On 10/28/2015 09:27 AM, Nishanth Aravamudan wrote:
On 27.10.2015 [17:02:16 +1100], Alexey Kardashevskiy wrote:
On 10/24/2015 07:57 AM, Nishanth Aravamudan wrote:
On Power, the kernel's page size can differ from the IOMMU's page size,
so we need to override the generic implementation, which always returns
the kernel's page size. Lookup the IOMMU's page size from struct
iommu_table, if available. Fallback to the kernel's page size,

Signed-off-by: Nishanth Aravamudan <nacc@xxxxxxxxxxxxxxxxxx>
arch/powerpc/include/asm/dma-mapping.h | 3 +++
arch/powerpc/kernel/dma.c | 9 +++++++++
2 files changed, 12 insertions(+)

diff --git a/arch/powerpc/include/asm/dma-mapping.h b/arch/powerpc/include/asm/dma-mapping.h
index 7f522c0..c5638f4 100644
--- a/arch/powerpc/include/asm/dma-mapping.h
+++ b/arch/powerpc/include/asm/dma-mapping.h
@@ -125,6 +125,9 @@ static inline void set_dma_offset(struct device *dev, dma_addr_t off)
extern int dma_set_mask(struct device *dev, u64 dma_mask);

+extern unsigned long dma_get_page_shift(struct device *dev);
#include <asm-generic/dma-mapping-common.h>

extern int __dma_set_mask(struct device *dev, u64 dma_mask);
diff --git a/arch/powerpc/kernel/dma.c b/arch/powerpc/kernel/dma.c
index 59503ed..e805af2 100644
--- a/arch/powerpc/kernel/dma.c
+++ b/arch/powerpc/kernel/dma.c
@@ -335,6 +335,15 @@ int dma_set_mask(struct device *dev, u64 dma_mask)

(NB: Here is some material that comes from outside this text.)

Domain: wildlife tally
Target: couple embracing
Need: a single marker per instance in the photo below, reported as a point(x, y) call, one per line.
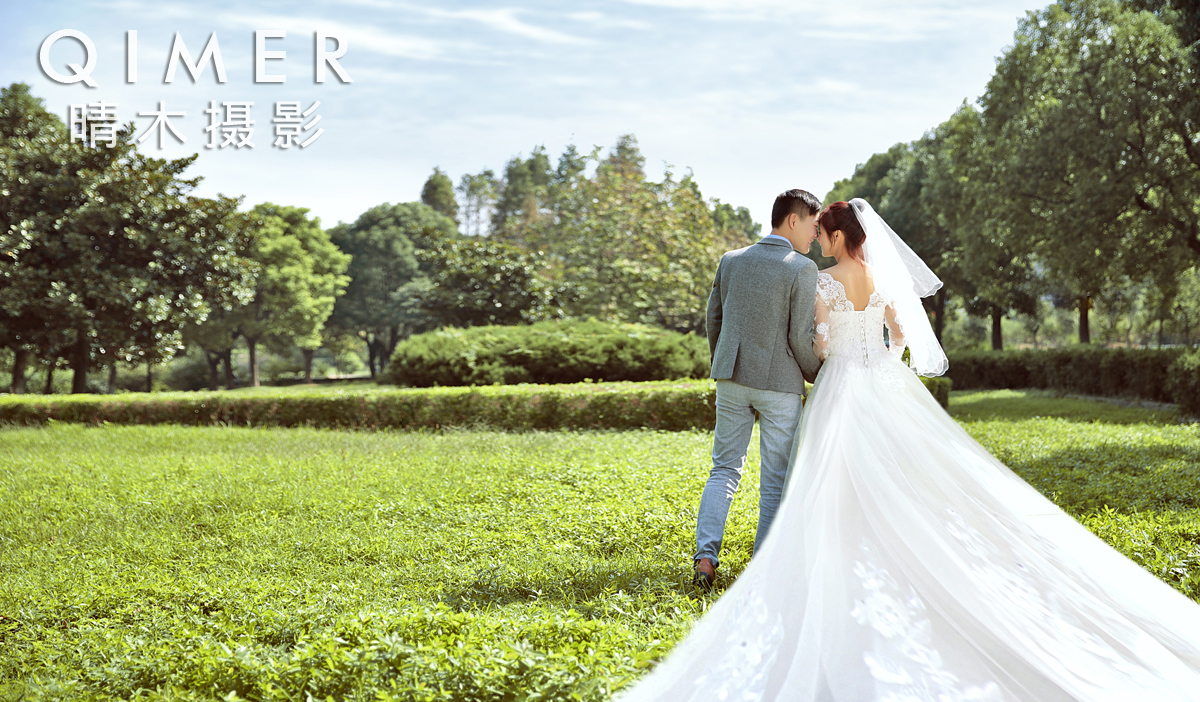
point(895, 559)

+unsigned long dma_get_page_shift(struct device *dev)
+ struct iommu_table *tbl = get_iommu_table_base(dev);
+ if (tbl)
+ return tbl->it_page_shift;

All PCI devices have this initialized on POWER (at least, our, IBM's
POWER) so 4K will always be returned here while in the case of
(get_dma_ops(dev)==&dma_direct_ops) it could actually return
PAGE_SHIFT. Is 4K still preferred value to return here?

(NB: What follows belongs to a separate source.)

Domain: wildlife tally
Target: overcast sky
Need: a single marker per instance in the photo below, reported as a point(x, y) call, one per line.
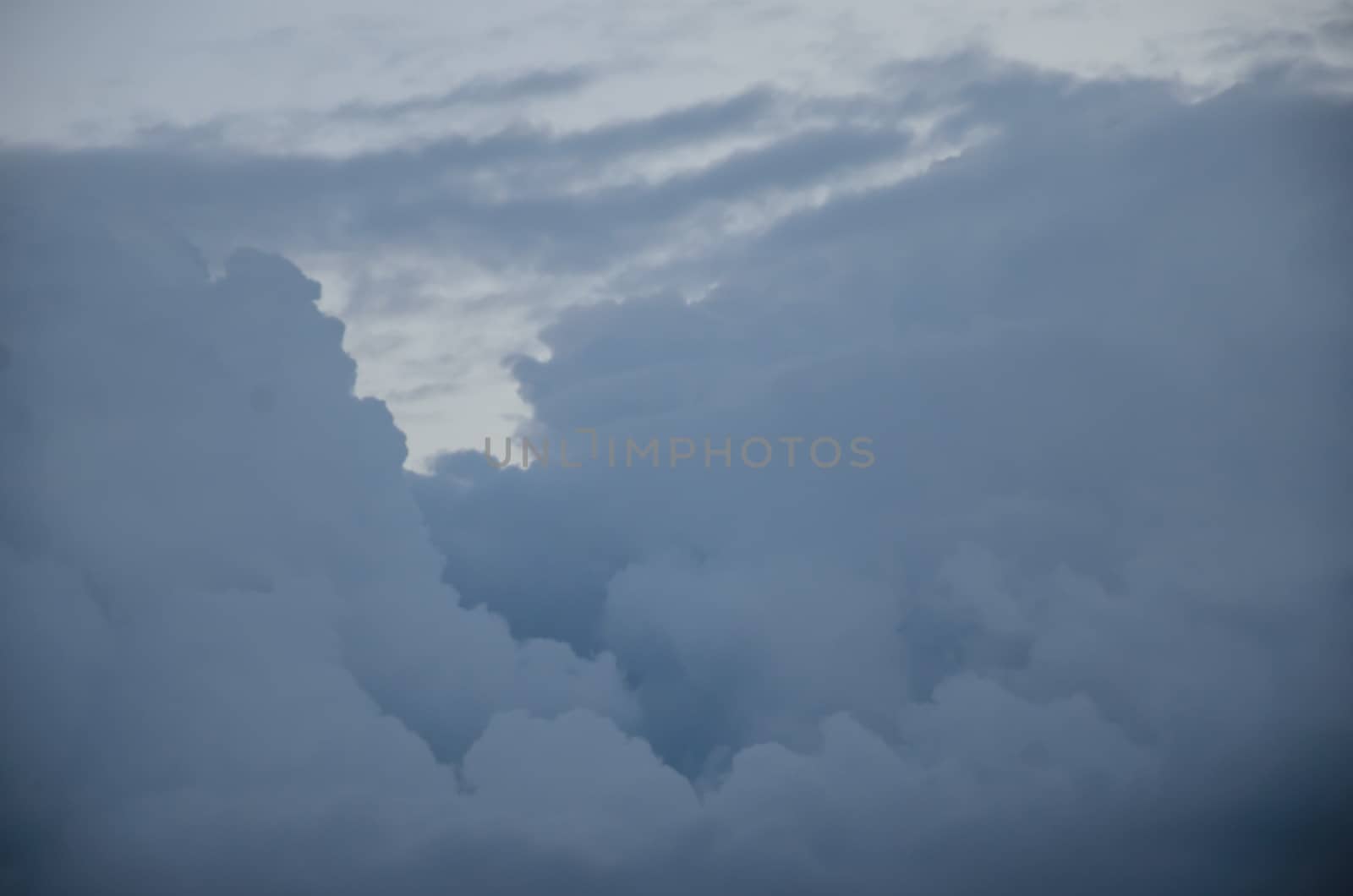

Right, so the logic of my series, goes like this:

a) We currently are assuming DMA_PAGE_SHIFT (conceptual constant) is
PAGE_SHIFT everywhere, including Power.

b) After 2/7, the Power code will return either the IOMMU table's shift
value, if set, or PAGE_SHIFT (I guess this would be the case if
get_dma_ops(dev) == &dma_direct_ops, as you said). That is no different
than we have now, except we can return the accurate IOMMU value if

If it is not available, then something went wrong and BUG_ON(!tbl || !tbl->it_page_shift) make more sense here than pretending that this function can ever return PAGE_SHIFT. imho.

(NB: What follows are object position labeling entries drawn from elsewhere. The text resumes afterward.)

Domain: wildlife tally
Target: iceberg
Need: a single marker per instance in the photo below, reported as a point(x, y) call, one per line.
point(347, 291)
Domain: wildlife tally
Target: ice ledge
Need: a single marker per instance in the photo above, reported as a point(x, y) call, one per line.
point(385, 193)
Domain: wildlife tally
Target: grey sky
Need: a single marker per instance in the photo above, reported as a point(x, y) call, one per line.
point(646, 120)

3) After 3/7, the platform can override the generic Power

4) After 4/7, pseries will return the DDW value, if available, then
fallback to the IOMMU table's value. I think in the case of
get_dma_ops(dev)==&dma_direct_ops, the only way that can happen is if we
are using DDW, right?

This is for pseries guests; for the powernv host it is a "bypass" mode which does 64bit direct DMA mapping and there is no additional window for that (i.e. DIRECT64_PROPNAME, etc).